Most people do not realize that not only is there a specialized nonimmigrant visa for a successful alien athlete – it is class P 1 – but there is a slightly different one for that athlete's "Essential Support Personnel."
Clearly that alien boxer needs a cut man in his corner who speaks his own language; and that tennis player needs, similarly, a fitness coach that she knows, trusts, and can communicate with. So, with the public interest hanging in the balance, the P-1S ("S" for support) visa was born. It is different from the P-1A for the individual athlete.
But just creating that visa, something done years ago, is clearly not enough. We must figure out the length of time that it is valid. This is a problem because there are different rules for the star (P-1A) and for the subordinate (P-1S). The star gets an initial visa for one year, but if the activity is ongoing for a longer time, it can be extended for as much as two five-year periods (which might just outlast the athlete's fleeting years of fame.)
Apparently there used to be some uncertainty of how long the subordinate could stay in the country when the star had one of those extensive nonimmigrant visas. With that burning question in mind, USCIS has just issue a Policy Alert (AFM PA-2018-03) stating:
Therefore, while the initial validity period of a P-1 petition for essential support personnel is limited to 1 year or less, the validity period of an extension of stay of essential support personnel of a P-1A individual athlete may thereafter exceed one year, provided (1) the purpose is to continue or complete the same event or activity for which they were admitted, and (2) it does not exceed the period of time necessary to complete the event, not to exceed 5 years, or a total period of stay of 10 years.
So that personal trainer, or the cut man, provided all the specifications are met, can linger in the U.S. for up to ten full years. That must be comforting to the star to know that she can have an indentured alien worker of her choice for up to a decade.

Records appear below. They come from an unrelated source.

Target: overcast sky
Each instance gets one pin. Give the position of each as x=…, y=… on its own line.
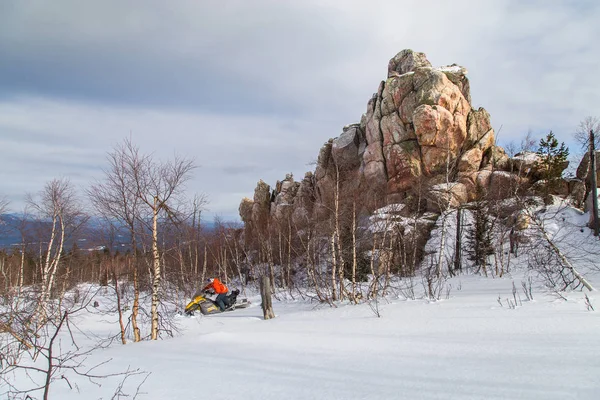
x=252, y=89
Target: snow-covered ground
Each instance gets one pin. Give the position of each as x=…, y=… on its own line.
x=468, y=345
x=465, y=347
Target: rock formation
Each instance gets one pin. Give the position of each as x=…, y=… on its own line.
x=419, y=131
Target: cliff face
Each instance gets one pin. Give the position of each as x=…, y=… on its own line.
x=419, y=131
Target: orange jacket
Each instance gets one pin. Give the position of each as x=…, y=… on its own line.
x=217, y=286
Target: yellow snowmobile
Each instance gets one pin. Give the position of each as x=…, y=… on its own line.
x=208, y=306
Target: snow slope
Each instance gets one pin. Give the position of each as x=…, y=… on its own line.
x=465, y=347
x=469, y=345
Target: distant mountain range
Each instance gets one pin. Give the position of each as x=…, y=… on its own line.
x=91, y=237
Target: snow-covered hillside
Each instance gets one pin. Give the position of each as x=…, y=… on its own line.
x=481, y=340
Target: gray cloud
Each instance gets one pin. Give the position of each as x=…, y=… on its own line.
x=253, y=89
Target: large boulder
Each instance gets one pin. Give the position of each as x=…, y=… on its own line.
x=344, y=149
x=405, y=61
x=444, y=196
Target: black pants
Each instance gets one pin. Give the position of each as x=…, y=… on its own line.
x=221, y=299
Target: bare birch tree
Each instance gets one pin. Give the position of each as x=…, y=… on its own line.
x=157, y=185
x=56, y=205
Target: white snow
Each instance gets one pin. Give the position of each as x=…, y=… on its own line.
x=466, y=346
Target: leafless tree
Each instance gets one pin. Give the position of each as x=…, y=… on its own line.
x=58, y=206
x=157, y=185
x=39, y=354
x=582, y=134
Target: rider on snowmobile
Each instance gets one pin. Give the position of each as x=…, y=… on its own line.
x=220, y=289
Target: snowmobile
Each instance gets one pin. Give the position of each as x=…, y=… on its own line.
x=208, y=306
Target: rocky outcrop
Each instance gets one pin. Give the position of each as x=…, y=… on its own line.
x=420, y=132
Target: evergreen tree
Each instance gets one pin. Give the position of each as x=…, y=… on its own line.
x=552, y=161
x=479, y=239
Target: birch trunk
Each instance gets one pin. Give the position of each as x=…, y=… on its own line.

My point is not really on the substance of this issue, which is probably reasonably rare, particularly in the second five years. Instead, the issue is the DHS staff time expended on its writing the draft, probably re-writing it more than once, and then shepherding it through the various clearance processes. That time could have been spent – in an understaffed and stretched agency – on something more useful to the rest of us. But it was not.